Born and raised in Monroeville, Alabama by politician/lawyer father, Amasa Coleman Lee and mother, Frances Cunningham Lee (Finch). Lee, born Nelle Harper Lee, was a studious pupil in school and eventually worked her way up to women’s college of Huntingdon located in Montgomery. Her mother’s maiden name outs these formative childhood experiences as the basis for To Kill a Mockingbird, while her gallant father is a dead on model for heroic defense attorney Atticus Finch, who was actually reported to have defended two young black men accused of murdering a white shopkeeper . Harper moved to New York City at age 23, where she did obscure labors before landing a literary agent and prepping what would be her magnum opus.
To Kill a Mockingbird is the unforgettable novel of a child in a sleepy Southern town and the “crisis of conscience” that shook it at it’s foundation. Compassionate, dramatic, and deeply moving, To Kill A Mockingbird takes readers to the roots of human behavior – to innocence and experience, kindness and cruelty, love and hatred, humor and pathos.
The landmark novel, Go Set a Watchman, is set two decades after her previous masterpiece, To Kill a Mockingbird.
Returning to Maycomb, Alabama. A now 26 year-old Jean Louise Finch, or better known as main character “Scout,” returns home from New York City to visit her aging father, Atticus. With a plot set against the backdrop of the civil rights tensions and political turmoil that were transforming the South, Scout’s homecoming turns bittersweet when she learns disturbing truths about her close-knit family, the town, and the people closest to her. Memories from her childhood deluge her as her values and assumptions are questioned. Featuring many of the iconic characters from To Kill a Mockingbird, Go Set a Watchman perfectly captures a young woman, as well as an entire world, in painful yet necessary transition—a journey that can only be guided by one’s own conscience. Written in the mid-1950s, Go Set a Watchman conveys a clearer understanding and appreciation of Harper Lee. It has been described as an unforgettable novel of wisdom, humanity, passion, humor, and effortless precision—a profoundly affecting work of art that is both wonderfully evocative of another era and relevant to our own times. It not only confirms the timeless brilliance of To Kill a Mockingbird, but also serves as its essential companion, adding depth, context, and new meaning to a novel that has already earned it’s rightful place as an American classic.

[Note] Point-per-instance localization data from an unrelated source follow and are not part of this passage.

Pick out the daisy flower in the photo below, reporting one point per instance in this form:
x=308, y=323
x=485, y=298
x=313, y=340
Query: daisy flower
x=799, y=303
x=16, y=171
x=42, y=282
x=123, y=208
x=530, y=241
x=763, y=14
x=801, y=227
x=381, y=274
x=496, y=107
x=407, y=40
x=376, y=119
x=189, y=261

To Kill a Mockingbird teaches young readers to love literature, to find joy in the finding of symbols and the identification of themes. Probably most importantly, it teaches empathy, compassion, understanding, peace and tolerance. It is a moral document above all. It wholeheartedly makes the world seem like a warmer, more loving place for the reader. While it’s sad that we didn’t get to experience more from this amazing author, we are fortunate and grateful to have existed in a time where “To Kill A Mockingbird” was part of adolescent literary curriculum. Rest easy dear lady. Your memory will live on!